28. Daarom zal de rechtbank het beroep gegrond verklaren en het bestreden besluit, alsmede het terugkeerbesluit van 6 augustus 2021, vernietigen. Verweerder dient een nieuw besluit te nemen met inachtneming van hetgeen hiervoor is overwogen.
29. Omdat het beroep gegrond is, ziet de rechtbank aanleiding om verweerder te veroordelen in de door eiser gemaakte proceskosten. Gelet op het Besluit proceskosten bestuursrecht en de daarbij behorende bijlage, stelt de rechtbank de proceskosten voor rechtsbijstand vast op € 1.496,00 (1 punt voor het indienen van het beroepschrift en 1 punt voor het verschijnen ter zitting met een waarde per punt van € 748,00 en een wegingsfactor 1).

Beslissing

De rechtbank:
- verklaart het beroep gegrond;
- vernietigt het bestreden besluit alsmede het terugkeerbesluit van 6 augustus 2021;
- bepaalt dat verweerder een nieuw besluit op eisers asielaanvraag neemt met inachtneming van hetgeen in deze uitspraak is overwogen;
- veroordeelt verweerder in de proceskosten van eiser tot een bedrag van € 1.496,-.

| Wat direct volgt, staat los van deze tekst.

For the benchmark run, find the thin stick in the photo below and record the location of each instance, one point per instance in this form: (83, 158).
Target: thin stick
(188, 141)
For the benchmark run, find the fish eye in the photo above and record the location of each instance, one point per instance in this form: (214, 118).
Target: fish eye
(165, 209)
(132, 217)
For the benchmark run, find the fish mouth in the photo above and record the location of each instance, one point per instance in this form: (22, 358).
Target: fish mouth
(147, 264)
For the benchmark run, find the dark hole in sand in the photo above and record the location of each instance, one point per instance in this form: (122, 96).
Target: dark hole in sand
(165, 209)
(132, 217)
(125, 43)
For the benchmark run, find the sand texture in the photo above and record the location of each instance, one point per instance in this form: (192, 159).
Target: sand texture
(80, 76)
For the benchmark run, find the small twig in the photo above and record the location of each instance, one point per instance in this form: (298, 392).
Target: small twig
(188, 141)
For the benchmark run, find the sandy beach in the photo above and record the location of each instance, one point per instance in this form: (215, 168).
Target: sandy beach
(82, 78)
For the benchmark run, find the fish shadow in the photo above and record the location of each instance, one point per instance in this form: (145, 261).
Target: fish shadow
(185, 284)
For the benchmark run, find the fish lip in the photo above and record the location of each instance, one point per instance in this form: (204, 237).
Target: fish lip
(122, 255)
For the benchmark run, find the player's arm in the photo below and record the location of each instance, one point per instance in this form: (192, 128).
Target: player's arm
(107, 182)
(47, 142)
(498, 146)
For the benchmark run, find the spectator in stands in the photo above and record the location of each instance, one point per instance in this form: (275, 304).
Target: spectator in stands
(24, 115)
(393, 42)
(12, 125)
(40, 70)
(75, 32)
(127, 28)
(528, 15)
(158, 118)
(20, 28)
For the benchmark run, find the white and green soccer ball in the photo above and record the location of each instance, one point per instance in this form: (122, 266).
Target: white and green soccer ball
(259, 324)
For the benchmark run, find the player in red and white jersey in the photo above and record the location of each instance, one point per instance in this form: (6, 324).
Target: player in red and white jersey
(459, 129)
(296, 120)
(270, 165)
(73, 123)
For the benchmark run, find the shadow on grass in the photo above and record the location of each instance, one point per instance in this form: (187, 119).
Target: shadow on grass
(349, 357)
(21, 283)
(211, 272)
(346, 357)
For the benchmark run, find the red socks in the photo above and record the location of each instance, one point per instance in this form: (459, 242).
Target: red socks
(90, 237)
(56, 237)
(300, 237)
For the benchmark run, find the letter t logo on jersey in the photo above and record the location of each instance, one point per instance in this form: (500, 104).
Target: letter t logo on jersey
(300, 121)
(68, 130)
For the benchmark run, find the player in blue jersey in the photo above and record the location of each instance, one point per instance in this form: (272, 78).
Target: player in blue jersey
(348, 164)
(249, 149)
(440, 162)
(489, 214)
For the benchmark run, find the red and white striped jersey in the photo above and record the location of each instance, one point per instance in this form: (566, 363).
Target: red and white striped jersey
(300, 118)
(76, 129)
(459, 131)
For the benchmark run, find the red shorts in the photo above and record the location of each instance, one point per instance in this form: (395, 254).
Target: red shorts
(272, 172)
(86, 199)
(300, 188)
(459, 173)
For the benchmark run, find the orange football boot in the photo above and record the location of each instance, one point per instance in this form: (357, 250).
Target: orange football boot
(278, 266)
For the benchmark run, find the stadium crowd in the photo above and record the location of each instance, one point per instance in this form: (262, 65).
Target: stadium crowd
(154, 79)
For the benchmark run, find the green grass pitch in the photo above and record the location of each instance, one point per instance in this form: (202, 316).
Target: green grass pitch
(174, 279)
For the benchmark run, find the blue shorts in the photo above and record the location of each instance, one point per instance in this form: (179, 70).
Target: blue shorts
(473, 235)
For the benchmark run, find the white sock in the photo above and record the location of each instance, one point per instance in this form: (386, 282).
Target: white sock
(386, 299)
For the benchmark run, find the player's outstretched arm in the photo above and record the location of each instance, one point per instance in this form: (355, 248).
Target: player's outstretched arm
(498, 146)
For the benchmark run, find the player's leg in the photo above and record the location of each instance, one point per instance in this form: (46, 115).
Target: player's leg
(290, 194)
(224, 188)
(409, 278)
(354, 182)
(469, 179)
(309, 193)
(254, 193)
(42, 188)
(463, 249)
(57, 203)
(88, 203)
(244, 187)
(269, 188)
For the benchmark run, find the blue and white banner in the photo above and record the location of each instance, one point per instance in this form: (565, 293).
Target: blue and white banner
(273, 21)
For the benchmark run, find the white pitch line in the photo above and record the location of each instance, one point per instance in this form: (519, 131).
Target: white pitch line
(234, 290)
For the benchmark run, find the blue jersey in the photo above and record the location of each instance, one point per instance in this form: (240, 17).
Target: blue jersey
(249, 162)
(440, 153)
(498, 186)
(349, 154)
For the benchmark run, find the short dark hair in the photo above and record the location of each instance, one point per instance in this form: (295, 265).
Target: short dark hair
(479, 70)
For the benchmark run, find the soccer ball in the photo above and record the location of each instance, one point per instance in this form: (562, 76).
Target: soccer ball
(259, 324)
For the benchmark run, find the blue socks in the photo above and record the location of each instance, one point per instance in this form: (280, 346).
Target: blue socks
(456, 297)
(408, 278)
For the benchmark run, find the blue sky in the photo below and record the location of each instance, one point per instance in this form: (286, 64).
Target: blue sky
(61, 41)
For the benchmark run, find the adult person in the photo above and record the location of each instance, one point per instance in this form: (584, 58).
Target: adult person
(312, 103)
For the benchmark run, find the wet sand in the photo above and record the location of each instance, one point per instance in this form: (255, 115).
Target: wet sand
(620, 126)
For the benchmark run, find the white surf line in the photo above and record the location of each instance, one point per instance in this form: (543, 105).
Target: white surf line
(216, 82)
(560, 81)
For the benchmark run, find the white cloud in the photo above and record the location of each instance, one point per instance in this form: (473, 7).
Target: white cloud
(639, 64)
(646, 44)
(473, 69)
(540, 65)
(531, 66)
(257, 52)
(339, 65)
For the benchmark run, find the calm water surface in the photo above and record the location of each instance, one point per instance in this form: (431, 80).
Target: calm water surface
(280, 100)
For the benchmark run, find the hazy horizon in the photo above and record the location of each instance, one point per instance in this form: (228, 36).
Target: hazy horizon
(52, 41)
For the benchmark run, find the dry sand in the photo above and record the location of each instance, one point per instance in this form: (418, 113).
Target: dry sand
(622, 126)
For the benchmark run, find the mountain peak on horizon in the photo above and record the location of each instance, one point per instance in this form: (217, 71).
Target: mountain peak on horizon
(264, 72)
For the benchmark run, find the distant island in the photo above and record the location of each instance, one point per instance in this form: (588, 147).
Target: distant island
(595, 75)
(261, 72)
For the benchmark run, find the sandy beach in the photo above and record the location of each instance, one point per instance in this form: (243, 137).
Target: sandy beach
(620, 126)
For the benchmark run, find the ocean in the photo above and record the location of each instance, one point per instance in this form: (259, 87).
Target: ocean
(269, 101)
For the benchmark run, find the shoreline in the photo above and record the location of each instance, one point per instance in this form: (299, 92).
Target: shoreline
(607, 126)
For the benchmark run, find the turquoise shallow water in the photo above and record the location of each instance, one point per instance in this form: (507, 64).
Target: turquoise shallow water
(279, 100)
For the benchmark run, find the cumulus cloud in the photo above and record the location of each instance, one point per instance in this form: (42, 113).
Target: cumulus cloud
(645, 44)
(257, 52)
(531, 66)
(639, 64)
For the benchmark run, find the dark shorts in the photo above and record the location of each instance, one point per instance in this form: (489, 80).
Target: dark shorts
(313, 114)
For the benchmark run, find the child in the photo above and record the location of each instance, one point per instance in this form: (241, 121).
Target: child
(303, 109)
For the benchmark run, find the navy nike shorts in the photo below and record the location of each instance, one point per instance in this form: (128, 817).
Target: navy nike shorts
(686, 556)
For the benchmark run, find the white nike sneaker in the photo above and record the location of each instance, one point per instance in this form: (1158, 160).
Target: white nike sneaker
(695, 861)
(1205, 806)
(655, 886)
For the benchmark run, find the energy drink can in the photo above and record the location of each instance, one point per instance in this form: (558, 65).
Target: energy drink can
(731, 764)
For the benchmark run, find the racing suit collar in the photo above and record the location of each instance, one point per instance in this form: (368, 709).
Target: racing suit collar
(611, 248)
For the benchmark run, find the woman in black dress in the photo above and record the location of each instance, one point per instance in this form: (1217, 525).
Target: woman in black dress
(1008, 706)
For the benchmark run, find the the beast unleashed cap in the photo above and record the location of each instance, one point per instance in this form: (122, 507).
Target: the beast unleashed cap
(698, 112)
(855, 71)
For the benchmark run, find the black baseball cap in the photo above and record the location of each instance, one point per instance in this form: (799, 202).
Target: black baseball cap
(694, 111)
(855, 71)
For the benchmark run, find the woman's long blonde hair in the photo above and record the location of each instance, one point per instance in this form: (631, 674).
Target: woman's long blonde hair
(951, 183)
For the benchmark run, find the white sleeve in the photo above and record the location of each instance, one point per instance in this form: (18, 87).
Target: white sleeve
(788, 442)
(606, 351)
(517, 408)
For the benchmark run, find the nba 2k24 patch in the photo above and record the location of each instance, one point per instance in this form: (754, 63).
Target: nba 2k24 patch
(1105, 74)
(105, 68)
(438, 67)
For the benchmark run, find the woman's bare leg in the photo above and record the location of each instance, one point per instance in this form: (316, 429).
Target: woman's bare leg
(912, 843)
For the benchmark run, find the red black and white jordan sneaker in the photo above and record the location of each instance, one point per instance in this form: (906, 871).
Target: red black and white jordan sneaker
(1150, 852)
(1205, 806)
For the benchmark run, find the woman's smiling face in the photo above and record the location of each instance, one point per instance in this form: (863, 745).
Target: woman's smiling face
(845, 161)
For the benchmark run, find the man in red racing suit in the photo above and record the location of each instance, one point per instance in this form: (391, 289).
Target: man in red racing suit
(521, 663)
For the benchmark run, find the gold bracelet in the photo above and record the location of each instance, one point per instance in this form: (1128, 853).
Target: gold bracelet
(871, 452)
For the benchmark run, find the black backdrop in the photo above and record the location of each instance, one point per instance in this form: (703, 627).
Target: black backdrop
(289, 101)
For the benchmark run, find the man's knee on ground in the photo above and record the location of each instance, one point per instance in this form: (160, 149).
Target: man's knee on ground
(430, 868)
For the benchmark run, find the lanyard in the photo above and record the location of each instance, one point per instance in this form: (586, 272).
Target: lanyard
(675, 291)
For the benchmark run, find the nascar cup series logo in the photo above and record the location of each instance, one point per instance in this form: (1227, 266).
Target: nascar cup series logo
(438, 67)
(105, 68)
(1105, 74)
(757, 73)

Deze uitspraak is gedaan door mr. A.F.C.J. Mosheuvel, rechter, in aanwezigheid van mr. M.W.M. Bankers, griffier.
Deze uitspraak is in het openbaar geschied op: 7 september 2021
Rechtsmiddel
Tegen deze uitspraak kan hoger beroep worden ingesteld bij de Afdeling bestuursrechtspraak van de Raad van State binnen één week na de dag van bekendmaking.